There is no doubt that this owner had no concept of the complexity of the education process, and tilted his operation toward one singular motive: profit, at the expense of the learning process of his students, none of whom he knew or cared to know, in the complex and subtle "business" in which his operation was engaged.
He had taken no education toward achieving his own understanding of the complexities of education; he had invested no time and energy in learning any of the advantages he could have been able to provide, especially when compared with competitors, if he were to have offered individual coaching, career assessments, learning styles, and even learned the prospect's learning history. Filling seats, generating advertising and marketing programs that attempted to vacuum up unemployed candidates from the streets, or the occasional transitional candidate seeking to add business credentials to a general arts degree.
In short, this business operation was nothing more than a corner store of meagre and often irrelevant an redundant 'skills development' all of which was being doing much more successfully at the local community college, in an environment that could be described as "a learning atmosphere" with faculty trained in their subject expertise, often with post-graduate degrees, in addition to teaching experience. Ten or twelve weeks of exposure to this "career college" atmosphere could do very little to render its "graduates" more worthy of employment or of additional training.

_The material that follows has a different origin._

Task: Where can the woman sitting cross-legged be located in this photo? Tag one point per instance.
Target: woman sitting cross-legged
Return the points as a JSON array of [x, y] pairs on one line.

Pay your fee, show up in class, and grab that certificate, pin it on the wall, and wait for the phone to ring from a prospective employer...easily summed up the business model. It could not be included in any discussion of "learning models"....and its owner was despicably engaged in filling his own bank account, with public funds, 'donated' over the names of 'consumers' without any form of monitoring, on behalf of the public.
Harper's transforming the political process into little more than a visit to the supermarket, fits well with his reductionistic approach to purchasing political power through extensive fund raising, even more exhaustive marketing and advertising even using public dollars to promote his "Action Canada" program for job creation, the contents of which program have escaped most of those who have researched the details of the program. It also seriously insults the voters, painting them as "easily seduced" and without a memory or a set of values to which they are committed, and thereby easily purchased, if only the message is controlled, through the intensive repetition of stock phrases like "law and order" a "strong economy" and "doing better than all other countries" after the 2008 recession.
What is true about the Delacourt analysis is that voters no longer hold a high degree of political party loyalty, and are therefore merely shopping in an "a la carte" manner for the various "goodies" offered to them by the parties.
For the 2015 election, the political party and leader who takes the voters seriously, not reducing them to mere 'consumers' fixated on their pocket books, leaving all the many complexities of the federal government's responsibilities aside, and succumbing to the seduction of a "rock star" (Justin Trudeau) or the blatant manipulation through seductive advertising (Harper) could reclaim the substance ground, the relationship ground that is required for a country to function in the modern world where and when there are many different and complex issues facing all governments.
Harper would consider an electorate of those private career college owners, and their consumers filling seats one he could easily win because both have reduced the process of learning and living to a sham, as he has reduced the process of governing a modern country in a dangerous and rapidly transforming world.